The talk begin with short introduction by each of the panelists on who they were and their distinct approaches and philosophies on web marketing, followed by questions from the audience. During the Q & A three main questions jumped out at me and were reiterated in various forms throughout the discussion. I found the following questions and their summarized answers to be intriguing and inspiring advice for any business interested in maximizing their marketing:
1. What is the best, most important, single web marketing tool that I should be focusing on?
The experts, and myself, agree that there is no singular tool that works for everyone. Web marketing isn’t just about the tools; it’s about using them in a strategic way that works for an organization to maximize relationships. While everyone likes the concept of focusing energy into one area of marketing (“You should only focus on your video campaigns!”) the idea is not realistic. Organizations aren’t all created from the same cookie cutter, and as such, one must take into account all of the factors surrounding a organization; target market, messaging, product or service based etc, etc.
Organizations have an organic evolving quality to them, and the same goes for web marketing channels so you must be willing to test the waters and make sure they are working for you.
The common agreement among the panelists seemed to be that starting with a marketing plan is a great way to begin. Get an idea of what you already have in your “marketing toolbox” (as one panelist referred to it as) and also figure out what you need. I loved Jim Sterne’s analogy on the topic: “The car is most useful if you have a destination.”
2. Why are you here?
An audience member essentially asked the panelists how important it was it for them (the experts on the panel) to be at events like SABER’s event this morning. How important and vital to business is it for people to do talks and network? And the audience member also addressed his assumptions that it must be profitable in the long run, because they were taking time out of their work to be there.

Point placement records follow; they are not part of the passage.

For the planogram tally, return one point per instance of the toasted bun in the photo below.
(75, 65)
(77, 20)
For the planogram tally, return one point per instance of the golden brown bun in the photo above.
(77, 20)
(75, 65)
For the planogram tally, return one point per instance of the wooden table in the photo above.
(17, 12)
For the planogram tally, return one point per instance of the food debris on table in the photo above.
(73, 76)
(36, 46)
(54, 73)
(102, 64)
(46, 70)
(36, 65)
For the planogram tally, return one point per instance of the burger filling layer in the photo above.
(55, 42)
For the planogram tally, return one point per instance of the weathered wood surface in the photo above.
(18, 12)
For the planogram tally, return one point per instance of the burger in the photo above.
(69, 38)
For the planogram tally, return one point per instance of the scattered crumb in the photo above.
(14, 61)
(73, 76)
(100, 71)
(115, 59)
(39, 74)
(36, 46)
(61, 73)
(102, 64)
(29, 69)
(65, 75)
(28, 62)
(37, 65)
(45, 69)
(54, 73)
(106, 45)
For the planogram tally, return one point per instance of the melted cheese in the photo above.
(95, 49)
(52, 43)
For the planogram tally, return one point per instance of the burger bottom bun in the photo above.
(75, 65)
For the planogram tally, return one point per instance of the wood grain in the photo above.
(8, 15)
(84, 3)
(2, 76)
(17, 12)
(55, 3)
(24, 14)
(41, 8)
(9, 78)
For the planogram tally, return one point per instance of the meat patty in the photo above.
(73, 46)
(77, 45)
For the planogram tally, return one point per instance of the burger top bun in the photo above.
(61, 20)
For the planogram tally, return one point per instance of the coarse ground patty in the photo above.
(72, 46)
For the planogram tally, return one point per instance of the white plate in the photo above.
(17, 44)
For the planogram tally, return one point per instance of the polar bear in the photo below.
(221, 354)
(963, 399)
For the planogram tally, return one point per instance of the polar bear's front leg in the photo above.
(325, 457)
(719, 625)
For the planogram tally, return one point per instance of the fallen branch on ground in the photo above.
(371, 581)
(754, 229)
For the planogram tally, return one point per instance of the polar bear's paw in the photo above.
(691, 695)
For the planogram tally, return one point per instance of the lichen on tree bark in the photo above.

Summarizing the panelists; all in all, it comes down to networking and building relationships. Business and marketing is about maximizing relationships, educating your market through quality content (in this case, information on marketing via speaking) and getting feedback from businesses on their most pressing questions relating to your field and theirs. In the end, it can position you as an expert in your field, increase your credibility, get you referrals and help boost business. Social media is powerful, but so is some old-fashioned in person networking.

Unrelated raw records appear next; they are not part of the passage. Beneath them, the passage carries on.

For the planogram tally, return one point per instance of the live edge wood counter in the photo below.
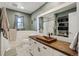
(61, 46)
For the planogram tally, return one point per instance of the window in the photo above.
(19, 22)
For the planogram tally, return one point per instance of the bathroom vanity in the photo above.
(39, 47)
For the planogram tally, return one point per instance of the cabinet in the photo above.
(72, 25)
(39, 49)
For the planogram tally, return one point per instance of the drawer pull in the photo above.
(31, 54)
(44, 47)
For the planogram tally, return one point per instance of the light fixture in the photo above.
(22, 7)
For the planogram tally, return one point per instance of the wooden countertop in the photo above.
(61, 46)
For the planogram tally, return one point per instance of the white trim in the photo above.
(56, 8)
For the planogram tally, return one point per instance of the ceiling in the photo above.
(27, 7)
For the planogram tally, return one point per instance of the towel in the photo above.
(5, 23)
(74, 44)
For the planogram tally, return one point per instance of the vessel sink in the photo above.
(46, 39)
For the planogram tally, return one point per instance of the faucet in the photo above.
(49, 34)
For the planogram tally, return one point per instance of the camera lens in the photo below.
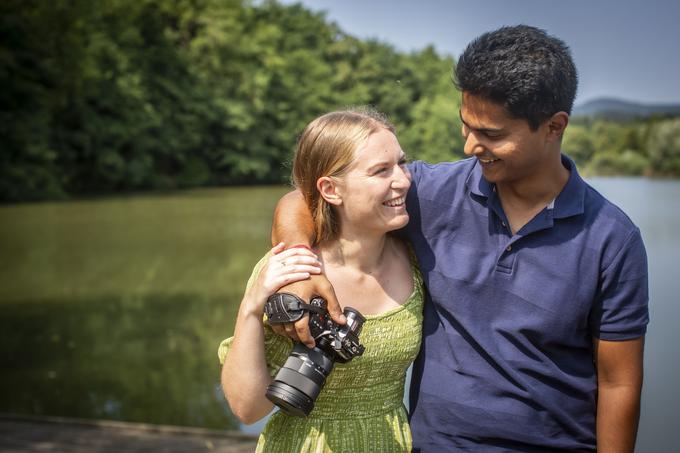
(299, 381)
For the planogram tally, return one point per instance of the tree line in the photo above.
(110, 95)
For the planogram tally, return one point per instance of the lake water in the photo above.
(114, 308)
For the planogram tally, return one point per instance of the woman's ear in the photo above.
(329, 190)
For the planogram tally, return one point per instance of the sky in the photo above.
(624, 49)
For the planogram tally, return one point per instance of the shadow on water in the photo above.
(114, 308)
(148, 359)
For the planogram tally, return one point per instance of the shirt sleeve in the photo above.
(621, 310)
(277, 348)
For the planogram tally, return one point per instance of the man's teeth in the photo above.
(395, 202)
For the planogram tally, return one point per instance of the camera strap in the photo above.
(282, 308)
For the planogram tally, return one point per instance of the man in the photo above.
(533, 334)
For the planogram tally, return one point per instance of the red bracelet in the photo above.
(302, 246)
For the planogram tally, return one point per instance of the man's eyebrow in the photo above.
(481, 129)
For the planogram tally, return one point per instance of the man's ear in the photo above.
(329, 190)
(557, 125)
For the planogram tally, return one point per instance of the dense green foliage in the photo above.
(140, 94)
(110, 95)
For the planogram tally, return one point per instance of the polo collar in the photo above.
(569, 202)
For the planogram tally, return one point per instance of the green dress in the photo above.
(360, 408)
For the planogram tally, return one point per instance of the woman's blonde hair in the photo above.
(327, 148)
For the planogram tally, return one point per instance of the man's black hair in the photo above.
(522, 68)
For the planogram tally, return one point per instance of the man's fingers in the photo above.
(303, 333)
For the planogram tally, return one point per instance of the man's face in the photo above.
(506, 148)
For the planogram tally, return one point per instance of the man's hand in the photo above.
(316, 285)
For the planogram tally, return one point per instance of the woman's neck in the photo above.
(363, 252)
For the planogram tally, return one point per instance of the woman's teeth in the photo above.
(394, 202)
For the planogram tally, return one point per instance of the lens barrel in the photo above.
(299, 381)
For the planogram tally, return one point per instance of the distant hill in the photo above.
(620, 109)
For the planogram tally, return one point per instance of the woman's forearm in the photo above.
(245, 376)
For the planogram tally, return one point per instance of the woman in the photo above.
(351, 170)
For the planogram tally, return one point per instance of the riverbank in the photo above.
(20, 433)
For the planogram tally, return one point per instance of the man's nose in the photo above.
(472, 145)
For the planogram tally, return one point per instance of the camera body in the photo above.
(299, 381)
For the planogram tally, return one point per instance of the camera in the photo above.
(299, 381)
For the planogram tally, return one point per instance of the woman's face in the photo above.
(373, 191)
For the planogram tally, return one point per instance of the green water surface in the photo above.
(114, 308)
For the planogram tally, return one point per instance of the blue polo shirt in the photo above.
(506, 362)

3. What is the future of marketing?
The future of web marketing is change. While we can foresee things like mobile marketing taking center stage in the future, the reality is that the web is evolving at such an incredible rate and we will never know what amazing idea may strike next (Hello Facebook!). It was suggested by the panel that organizations focus on the present for their web marketing, but to be flexible and ready adapt to changes when they happen. And while the wild web is constantly in flux, Lorrie suggested that the one thing you can control is your authenticity. Be true to whom your organization is; be authentic not automated, in your marketing and people will respond.
In summary, marketing is about relationships. Despite a constantly changing web, stay true to your organizations true values. And remember, a little old-fashioned, face to face networking does wonders.